Chancellor Robert Corlew III ruled this week that 17 plaintiffs challenging zoning approval for construction of a new Islamic Center of Murfreesboro failed to prove they are being harmed by the project, the Daily News Journal reported.
At a county commission meeting last August, some of the plaintiffs warned about dangers of Islamic law “including but not limited to death edicts to apostates, death edicts to homosexuals, death edicts to women who have been subject to rape, allowance of youth brides, amongst other reprehensible sections.”
“We must note that, under the law, the Plaintiffs have not demonstrated a loss different from that which is common to all citizens of Rutherford County,” Corlew wrote in his ruling. “That Islam is a religion has been proven in this case. That the county ordinance allows construction of a church or place of meeting within a residential planning zone as a matter of right in this case is further undisputed.”
The only part of the lawsuit left standing is a question of whether the Rutherford County Regional Planning Commission gave adequate notice before approving the mosque’s site plan under Tennessee’s Sunshine Law.

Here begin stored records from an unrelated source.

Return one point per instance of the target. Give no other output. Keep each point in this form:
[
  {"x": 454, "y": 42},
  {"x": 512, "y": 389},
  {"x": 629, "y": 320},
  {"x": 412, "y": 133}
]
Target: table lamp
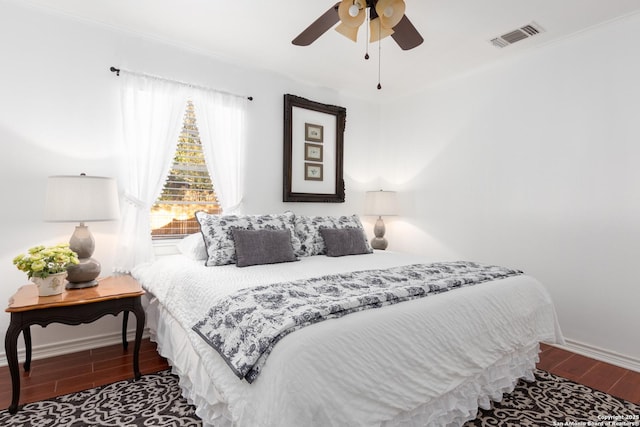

County officials opted to advertise the meeting in the Murfreesboro Post, a free weekly newspaper that plaintiffs contend does not meet qualifications for a “newspaper of general circulation.”
Soon after the vote, someone vandalized a sign at the construction site announcing it as home of the future mosque by painting the message “Not Welcome” over it. In June the sign was vandalized a second time, this time slashed in two. In August four pieces of heavy equipment at the site were doused with an accelerant and burned.
Imam Ossama Bahloul said he hopes the judge’s decision will allow the community to move forward in peace.
The Islamic Center of Murfreesboro has been a part of the city’s religious community for many years, but plans to relocate from overcrowded facilities inside the city limits to a 15-acre campus -- with plans for mega-church style amenities like athletic fields, a gym and a swimming pool -- raising questions about possible sources of outside funding.
Mosque opponents at a court hearing last fall argued that Islam isn’t a religion at all, but rather a political system aimed toward world domination. The dispute has garnered widespread media attention, including a recent hour-long documentary on CNN.